# Best driving school in town?



## davecaltech (Apr 30, 2011)

Don't know how to drive at all, I know......

Any recommendations at all?

Many thanks guys


----------



## loca (Feb 22, 2011)

I had great experience with Belhasa Driving Center, i know... i tell everybody, but I couldn't be any happier as I think I didn't pay as much other people pay for extra classes and many tries at road exams.

I was also COMPLETE beginner ...

if you want I can PM you details for the school and my instructor ... good luck!


----------



## Stompy Foot (Jun 10, 2011)

Thanks for the info, Loca. I'll be looking to get a license as soon as I get out there in July. Can I ask how long it took you to take lessons and get a license?


----------



## Jumeirah Jim (Jan 24, 2011)

Would highly advise you not to learn in the UAE if at all possible. From all I've heard the standard of instruction is shocking. Frankly it's downright dangerous and will teach you habits which any half decent driver wouldn't ever consider. A friend of mine was taught that after making a u-turn on full lock she should straighten up the wheel by letting go of it and flooring the accelerator. This was one of the best known driving schools way of teaching. My friend was told that if she held the wheel even lightly whilst flooring the gas during her test she would be failed. What I've learnt about driving schools here convinces me that they are to blame for much of the carnage on the roads every day. 

Also bear in mind that a UAE licence will be pretty worthless when you move on from the UAE, certainly if you return to the US or UK you will have to retake a local test. In contrast if you pass in the US or UK you can then just pick up a UAE licence with minimal fuss.


----------



## Stompy Foot (Jun 10, 2011)

Thanks Jeremiah jim, I had heard this before from someone who used to live in Dubai. Apparently the roads are very difficult to learn on too. I did look into getting my license before arriving but unfortunately I won't have enough time...I'll just have to brace myself for the Dubai style of driving.


----------



## Jumeirah Jim (Jan 24, 2011)

If you learn in Dubai you will find uk driving amazing, much less crazy and outside the SE usually enjoyable. Trouble is you'll pick up loads of bad driving habits here - you need to, to get by. Once you have those habits I'm sure you'll find it v hard to unlearn them in order to take a uk test so you can drive back home. I know my driving is far worse now than when I left the uk. I get on the m25 by heathrow and consider it to be a country lane v SZR every day and drive accordingly without thinking.


----------



## Guest (Jun 11, 2011)

I do not agree at all. If driving in Dubai is so crazy and difficult, she should learn driving in Dubai to get accustomed to it while the instructor is by her side. If she would learn driving in the UK, and as a complete beginner starts driving alone for the first time in Dubai, that could be too dangerous. Back to topic, which is: *What is the best driving school in Dubai?*


----------



## Maz25 (Jul 6, 2008)

white_jasmin said:


> I do not agree at all.
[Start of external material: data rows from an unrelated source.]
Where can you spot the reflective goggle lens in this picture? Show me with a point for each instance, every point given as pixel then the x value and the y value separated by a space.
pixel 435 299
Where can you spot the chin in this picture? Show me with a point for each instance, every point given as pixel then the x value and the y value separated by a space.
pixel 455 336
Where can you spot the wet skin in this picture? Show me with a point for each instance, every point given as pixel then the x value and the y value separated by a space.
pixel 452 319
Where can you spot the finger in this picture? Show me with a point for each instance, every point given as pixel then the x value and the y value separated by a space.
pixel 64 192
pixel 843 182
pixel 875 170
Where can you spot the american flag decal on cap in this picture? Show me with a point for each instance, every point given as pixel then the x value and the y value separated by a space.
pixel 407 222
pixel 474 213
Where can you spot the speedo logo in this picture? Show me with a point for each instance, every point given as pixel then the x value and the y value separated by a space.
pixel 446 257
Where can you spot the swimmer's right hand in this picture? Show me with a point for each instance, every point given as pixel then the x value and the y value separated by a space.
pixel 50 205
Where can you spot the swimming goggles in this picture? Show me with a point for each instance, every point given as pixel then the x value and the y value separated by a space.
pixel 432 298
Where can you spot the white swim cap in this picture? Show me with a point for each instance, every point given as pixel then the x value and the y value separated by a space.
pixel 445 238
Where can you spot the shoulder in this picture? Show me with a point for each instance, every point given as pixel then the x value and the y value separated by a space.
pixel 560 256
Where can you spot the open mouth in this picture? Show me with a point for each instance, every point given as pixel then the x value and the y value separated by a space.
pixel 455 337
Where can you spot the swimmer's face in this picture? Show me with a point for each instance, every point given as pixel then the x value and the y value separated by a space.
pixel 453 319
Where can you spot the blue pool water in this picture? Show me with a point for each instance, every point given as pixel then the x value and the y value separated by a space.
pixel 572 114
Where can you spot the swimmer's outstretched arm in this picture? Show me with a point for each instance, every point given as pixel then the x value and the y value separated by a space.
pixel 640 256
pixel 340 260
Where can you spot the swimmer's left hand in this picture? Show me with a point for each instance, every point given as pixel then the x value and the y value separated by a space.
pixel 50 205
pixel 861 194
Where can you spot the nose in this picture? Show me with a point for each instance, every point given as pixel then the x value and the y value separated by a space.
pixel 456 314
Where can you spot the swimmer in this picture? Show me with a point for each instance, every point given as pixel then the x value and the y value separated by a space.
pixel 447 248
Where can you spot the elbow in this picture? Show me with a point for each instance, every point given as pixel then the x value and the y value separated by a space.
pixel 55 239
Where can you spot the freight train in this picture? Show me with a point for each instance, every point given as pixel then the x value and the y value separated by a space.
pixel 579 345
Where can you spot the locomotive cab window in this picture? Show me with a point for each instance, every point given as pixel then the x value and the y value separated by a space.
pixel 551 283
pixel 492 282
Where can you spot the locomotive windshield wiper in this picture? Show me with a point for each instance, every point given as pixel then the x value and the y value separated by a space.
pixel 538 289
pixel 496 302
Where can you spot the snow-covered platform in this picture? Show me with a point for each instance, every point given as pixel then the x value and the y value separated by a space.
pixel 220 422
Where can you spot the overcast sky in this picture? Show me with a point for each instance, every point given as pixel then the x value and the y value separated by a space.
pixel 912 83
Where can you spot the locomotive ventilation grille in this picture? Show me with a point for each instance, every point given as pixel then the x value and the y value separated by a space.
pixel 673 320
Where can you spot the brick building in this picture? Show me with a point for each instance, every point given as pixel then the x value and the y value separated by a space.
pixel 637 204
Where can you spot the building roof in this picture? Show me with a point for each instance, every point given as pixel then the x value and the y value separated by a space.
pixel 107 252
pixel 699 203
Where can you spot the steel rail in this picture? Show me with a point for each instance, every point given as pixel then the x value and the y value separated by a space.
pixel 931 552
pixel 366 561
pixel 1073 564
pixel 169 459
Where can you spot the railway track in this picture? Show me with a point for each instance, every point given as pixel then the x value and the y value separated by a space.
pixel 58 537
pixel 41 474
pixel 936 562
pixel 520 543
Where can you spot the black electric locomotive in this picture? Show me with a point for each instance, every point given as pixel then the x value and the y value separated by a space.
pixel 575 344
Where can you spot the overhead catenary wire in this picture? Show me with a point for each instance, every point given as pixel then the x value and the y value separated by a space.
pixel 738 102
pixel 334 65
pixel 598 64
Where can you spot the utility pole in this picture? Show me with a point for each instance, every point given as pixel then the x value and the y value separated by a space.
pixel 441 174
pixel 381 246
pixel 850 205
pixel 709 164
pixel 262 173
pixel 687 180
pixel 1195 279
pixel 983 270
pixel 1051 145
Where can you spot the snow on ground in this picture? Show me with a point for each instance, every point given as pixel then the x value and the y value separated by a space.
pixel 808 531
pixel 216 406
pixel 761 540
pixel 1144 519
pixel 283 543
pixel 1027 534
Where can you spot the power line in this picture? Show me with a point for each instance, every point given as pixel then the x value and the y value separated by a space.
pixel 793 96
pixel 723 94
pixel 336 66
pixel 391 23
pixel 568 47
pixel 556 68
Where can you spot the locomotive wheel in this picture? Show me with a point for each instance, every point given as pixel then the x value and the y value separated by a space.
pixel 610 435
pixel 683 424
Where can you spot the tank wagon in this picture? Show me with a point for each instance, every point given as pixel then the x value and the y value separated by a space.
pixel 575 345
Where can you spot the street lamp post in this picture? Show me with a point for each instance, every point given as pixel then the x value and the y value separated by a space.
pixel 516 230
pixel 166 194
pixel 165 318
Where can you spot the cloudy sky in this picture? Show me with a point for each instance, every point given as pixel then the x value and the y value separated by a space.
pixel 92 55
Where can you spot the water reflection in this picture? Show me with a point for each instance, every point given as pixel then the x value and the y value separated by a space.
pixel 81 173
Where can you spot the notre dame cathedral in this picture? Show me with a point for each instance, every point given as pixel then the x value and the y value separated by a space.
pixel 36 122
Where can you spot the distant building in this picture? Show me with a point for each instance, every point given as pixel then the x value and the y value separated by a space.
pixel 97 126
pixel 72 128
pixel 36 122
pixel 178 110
If driving in Dubai is so crazy and difficult, she should learn driving in Dubai to get accustomed to it while the instructor is by her side. If she would learn driving in the UK, and as a complete beginner starts driving alone for the first time in Dubai, that could be too dangerous. Back to topic, which is: *What is the best driving school in Dubai?*


You could also flip the situation and then the other issue is that after becoming accustomed to the manic driving here, you then become a danger to other road users in countries where drivers are ordinarily civilised and courteous. 

In response to your query, there are only 5 driving schools in Dubai who are legally authorised to offer driving lessons. People's experience vary and whilst some people have good and bad experiences with them, it fortunately or unfortunately does not mean to say that you would have a similar experience. It all comes down to your instructor and unfortunately also the mood of the examiner on the day of your test as to whether you pass. 

There was a previous thread about this topic and if you go through the thread, you will see that people had different experiences (both good and bad) with the same driving school(s). You'll also see some of the stupid reasons as to why people fail their test, including my very favourite....improper use of the clutch...in an automatic car!

In my opinion, it's impossible to crown any of these driving schools as 'the best'. The answer would depend on who you're putting the question to.


----------



## Cagiest_One (Jun 12, 2011)

Well I'm going to have to take lessons here, big mistake not getting the licence whilst in the UK...


----------



## smit1989 (Jun 1, 2011)

Quite honestly..i loved EDI..their service was great..very helpful..no problems and like ur profile says your from the US..if your paperwork clears through you only have to do 8 classes..044291325..this branch is at academic city but there are soo many of them all over the city..

good luck


----------